- Born: Richard Yuengling March 10, 1943 (age 83) Pottsville, Pennsylvania, US
- Education: Lycoming College (dropped out)
- Known for: Owner, Yuengling
- Spouse: Divorced
- Children: 4 daughters
- Parent: Richard Yuengling Sr.
- Relatives: Frank D. Yuengling (grandfather)

= Richard Yuengling Jr. =

American businessman (born 1943)

Richard Lee Yuengling Jr. (born 1943) is an American billionaire businessman and the president and sole owner of the Pottsville, Pennsylvania brewer, Yuengling. He is the fifth generation of the family to run Yuengling, and owns 100% of the company, having bought out his father in 1985.

==Career==
He started work at Yuengling in 1958, while still in high school.

In 1973, he left because he couldn't get his father to invest and expand. He bought a wholesale beer distributor business, working with Pabst Blue Ribbon and Rolling Rock, and stayed there for 11 years.

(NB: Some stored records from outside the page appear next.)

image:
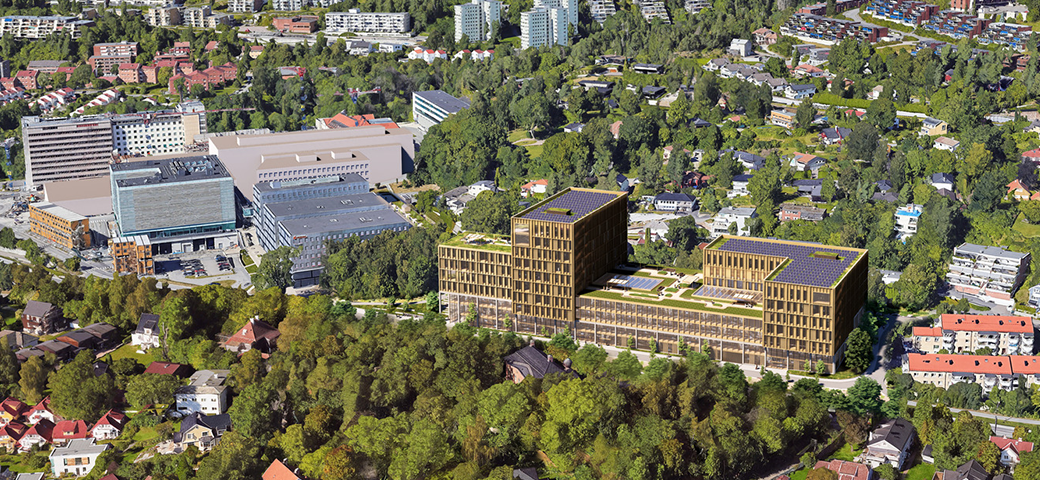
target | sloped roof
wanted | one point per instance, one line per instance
(279, 471)
(531, 362)
(36, 309)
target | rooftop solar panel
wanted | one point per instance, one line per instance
(804, 267)
(571, 206)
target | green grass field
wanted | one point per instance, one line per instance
(921, 472)
(130, 351)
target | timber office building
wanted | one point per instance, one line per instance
(761, 301)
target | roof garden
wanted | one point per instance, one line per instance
(482, 241)
(570, 206)
(671, 289)
(810, 264)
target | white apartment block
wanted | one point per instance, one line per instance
(39, 27)
(244, 6)
(601, 9)
(544, 26)
(163, 16)
(988, 272)
(356, 21)
(475, 19)
(989, 371)
(967, 334)
(82, 148)
(203, 18)
(906, 220)
(570, 5)
(206, 393)
(729, 215)
(695, 6)
(653, 9)
(289, 5)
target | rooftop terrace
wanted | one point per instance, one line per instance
(809, 264)
(570, 206)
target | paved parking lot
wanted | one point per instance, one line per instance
(174, 266)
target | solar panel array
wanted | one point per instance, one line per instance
(580, 203)
(637, 283)
(803, 268)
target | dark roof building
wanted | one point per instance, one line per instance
(529, 362)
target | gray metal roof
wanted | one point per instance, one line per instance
(327, 206)
(443, 101)
(189, 168)
(78, 447)
(347, 221)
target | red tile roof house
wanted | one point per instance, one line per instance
(278, 471)
(40, 433)
(847, 470)
(27, 78)
(130, 73)
(256, 334)
(10, 433)
(43, 411)
(1011, 450)
(70, 429)
(109, 426)
(11, 409)
(165, 368)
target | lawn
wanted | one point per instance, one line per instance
(130, 351)
(518, 135)
(842, 453)
(921, 472)
(1028, 230)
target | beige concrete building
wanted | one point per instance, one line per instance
(966, 334)
(374, 153)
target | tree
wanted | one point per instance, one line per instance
(151, 389)
(988, 455)
(862, 141)
(276, 268)
(864, 396)
(490, 213)
(804, 115)
(822, 474)
(33, 380)
(77, 393)
(881, 113)
(252, 411)
(860, 351)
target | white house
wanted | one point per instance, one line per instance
(147, 335)
(906, 220)
(675, 202)
(799, 91)
(739, 47)
(731, 215)
(807, 162)
(739, 186)
(1011, 450)
(206, 392)
(109, 426)
(946, 143)
(77, 458)
(889, 444)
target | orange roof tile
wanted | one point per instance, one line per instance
(1014, 444)
(959, 364)
(1004, 323)
(1025, 365)
(278, 471)
(927, 331)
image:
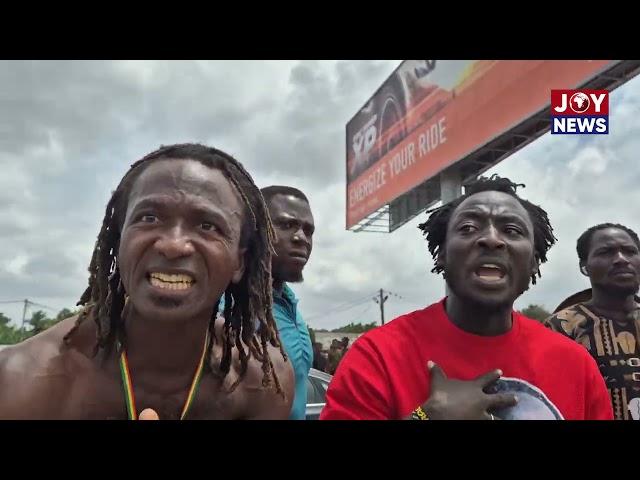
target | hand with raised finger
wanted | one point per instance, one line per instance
(452, 399)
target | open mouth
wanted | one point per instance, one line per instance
(490, 272)
(171, 281)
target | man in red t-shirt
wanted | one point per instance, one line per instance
(471, 356)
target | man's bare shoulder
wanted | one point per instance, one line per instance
(263, 402)
(36, 371)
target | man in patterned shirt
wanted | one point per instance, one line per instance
(608, 324)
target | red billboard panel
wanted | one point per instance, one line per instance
(429, 114)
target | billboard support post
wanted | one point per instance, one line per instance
(450, 189)
(431, 115)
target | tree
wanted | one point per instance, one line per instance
(537, 312)
(39, 322)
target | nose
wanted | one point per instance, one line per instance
(621, 259)
(299, 237)
(491, 239)
(174, 244)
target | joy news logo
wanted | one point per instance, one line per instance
(579, 112)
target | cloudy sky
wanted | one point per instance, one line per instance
(70, 130)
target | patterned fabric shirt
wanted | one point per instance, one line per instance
(614, 345)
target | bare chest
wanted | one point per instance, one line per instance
(101, 397)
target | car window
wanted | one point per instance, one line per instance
(320, 388)
(312, 394)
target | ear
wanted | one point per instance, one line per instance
(239, 270)
(583, 268)
(535, 264)
(441, 260)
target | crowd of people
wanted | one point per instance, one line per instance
(189, 313)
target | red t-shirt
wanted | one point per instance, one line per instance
(384, 375)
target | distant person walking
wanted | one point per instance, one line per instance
(319, 360)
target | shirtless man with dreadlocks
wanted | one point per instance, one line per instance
(471, 356)
(185, 226)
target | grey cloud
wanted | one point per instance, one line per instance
(70, 130)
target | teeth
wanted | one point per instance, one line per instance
(171, 282)
(490, 265)
(490, 279)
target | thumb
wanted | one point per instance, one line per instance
(435, 371)
(148, 414)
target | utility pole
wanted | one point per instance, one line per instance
(380, 300)
(24, 311)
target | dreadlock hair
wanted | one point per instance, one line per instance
(435, 228)
(584, 242)
(250, 298)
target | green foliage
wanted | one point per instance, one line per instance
(39, 322)
(537, 312)
(356, 328)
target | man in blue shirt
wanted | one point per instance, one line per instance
(294, 227)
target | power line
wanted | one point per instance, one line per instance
(27, 303)
(341, 308)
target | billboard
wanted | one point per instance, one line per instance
(430, 114)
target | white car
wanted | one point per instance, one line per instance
(317, 384)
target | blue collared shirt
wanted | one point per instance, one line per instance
(296, 340)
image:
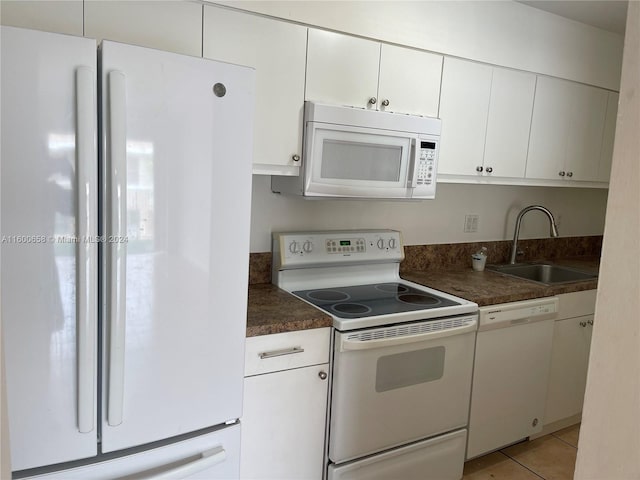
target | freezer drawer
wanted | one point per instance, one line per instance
(439, 458)
(213, 456)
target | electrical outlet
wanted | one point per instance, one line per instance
(471, 223)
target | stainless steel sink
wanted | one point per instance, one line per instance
(546, 273)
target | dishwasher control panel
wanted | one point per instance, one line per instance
(516, 313)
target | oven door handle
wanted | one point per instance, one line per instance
(346, 344)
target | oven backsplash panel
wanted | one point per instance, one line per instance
(456, 255)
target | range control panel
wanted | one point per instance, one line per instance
(300, 249)
(425, 164)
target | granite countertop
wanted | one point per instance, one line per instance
(272, 310)
(490, 288)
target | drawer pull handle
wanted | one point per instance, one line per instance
(279, 353)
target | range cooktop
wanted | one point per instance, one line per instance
(373, 299)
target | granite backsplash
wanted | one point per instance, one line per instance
(458, 255)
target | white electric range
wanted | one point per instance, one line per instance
(402, 355)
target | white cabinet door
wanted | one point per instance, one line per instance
(566, 131)
(283, 424)
(549, 129)
(585, 132)
(173, 26)
(509, 122)
(47, 15)
(464, 103)
(568, 373)
(277, 50)
(409, 81)
(342, 70)
(606, 155)
(178, 287)
(43, 275)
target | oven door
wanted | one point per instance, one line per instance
(348, 161)
(400, 384)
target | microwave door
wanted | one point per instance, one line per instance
(357, 162)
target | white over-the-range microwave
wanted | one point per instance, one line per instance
(355, 153)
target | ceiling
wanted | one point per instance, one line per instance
(609, 15)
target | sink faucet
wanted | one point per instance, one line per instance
(554, 228)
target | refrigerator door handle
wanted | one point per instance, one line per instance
(87, 229)
(116, 242)
(205, 460)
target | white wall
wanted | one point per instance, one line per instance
(578, 212)
(609, 444)
(499, 32)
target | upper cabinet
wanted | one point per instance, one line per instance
(486, 115)
(606, 155)
(48, 16)
(345, 70)
(277, 51)
(173, 25)
(466, 92)
(567, 131)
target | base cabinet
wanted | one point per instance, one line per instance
(569, 358)
(284, 411)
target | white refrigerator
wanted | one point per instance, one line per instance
(126, 185)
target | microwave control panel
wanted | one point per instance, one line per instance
(426, 162)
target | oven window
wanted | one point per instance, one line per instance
(360, 161)
(409, 368)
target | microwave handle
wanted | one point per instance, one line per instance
(413, 171)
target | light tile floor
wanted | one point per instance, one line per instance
(552, 457)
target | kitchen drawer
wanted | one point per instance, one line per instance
(282, 351)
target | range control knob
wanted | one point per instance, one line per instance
(294, 247)
(307, 246)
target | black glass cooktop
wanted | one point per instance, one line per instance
(375, 299)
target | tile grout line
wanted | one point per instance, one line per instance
(523, 465)
(564, 441)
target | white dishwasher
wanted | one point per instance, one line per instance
(511, 372)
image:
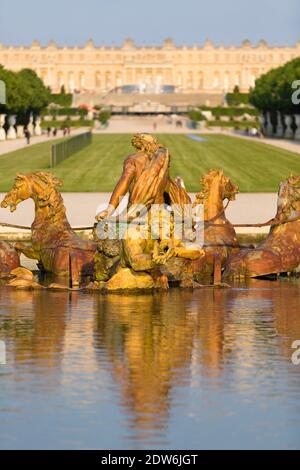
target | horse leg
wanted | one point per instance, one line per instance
(217, 268)
(75, 268)
(27, 250)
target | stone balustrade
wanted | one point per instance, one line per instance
(285, 126)
(17, 131)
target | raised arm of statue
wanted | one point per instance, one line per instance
(121, 188)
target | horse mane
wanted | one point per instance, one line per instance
(293, 200)
(48, 195)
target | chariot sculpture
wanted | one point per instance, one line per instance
(159, 240)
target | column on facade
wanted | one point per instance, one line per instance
(20, 132)
(11, 133)
(269, 126)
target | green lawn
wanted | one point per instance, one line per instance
(252, 165)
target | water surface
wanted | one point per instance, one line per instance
(205, 369)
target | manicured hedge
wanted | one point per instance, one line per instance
(62, 99)
(67, 123)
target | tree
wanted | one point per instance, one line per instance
(25, 92)
(273, 90)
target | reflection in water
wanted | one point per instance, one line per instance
(153, 370)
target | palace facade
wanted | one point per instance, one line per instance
(130, 68)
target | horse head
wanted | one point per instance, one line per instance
(216, 187)
(39, 186)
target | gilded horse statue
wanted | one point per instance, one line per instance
(9, 258)
(218, 234)
(280, 252)
(58, 249)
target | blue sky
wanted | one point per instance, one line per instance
(149, 22)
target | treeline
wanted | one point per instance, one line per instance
(25, 93)
(273, 90)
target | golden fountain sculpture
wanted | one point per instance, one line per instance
(161, 239)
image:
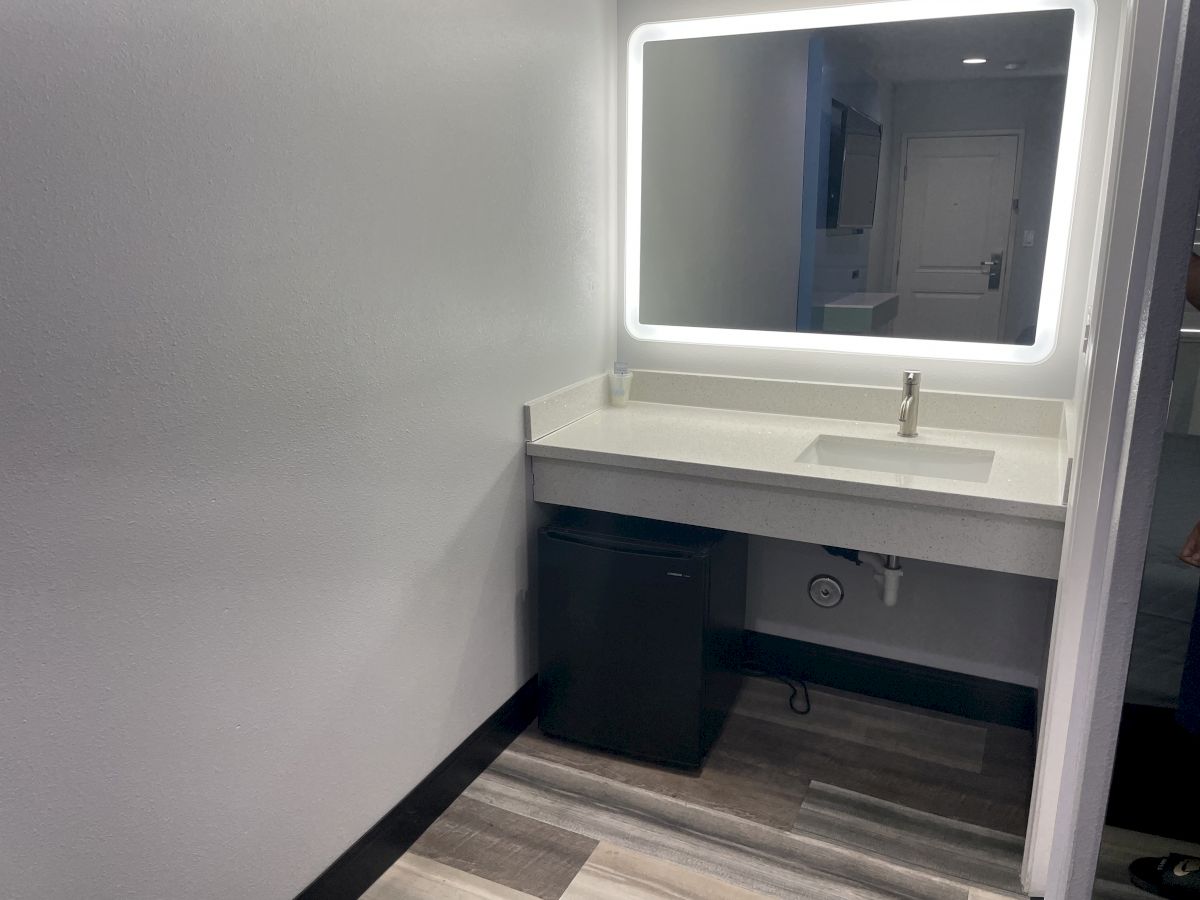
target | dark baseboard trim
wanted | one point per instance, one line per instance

He is the fifth generation of the family to run Yuengling, and owns 100% of the company, having bought out his father in 1985. In the 2016 edition of the Forbes 400, Dick Yuengling was ranked 361 with a net worth of $1.9 billion.

==Personal life==
He is divorced, with four daughters, and lives in Pottsville, Pennsylvania. All four of his daughters work for Yuengling.

Yuengling supported Donald Trump in the 2016 Presidential Election.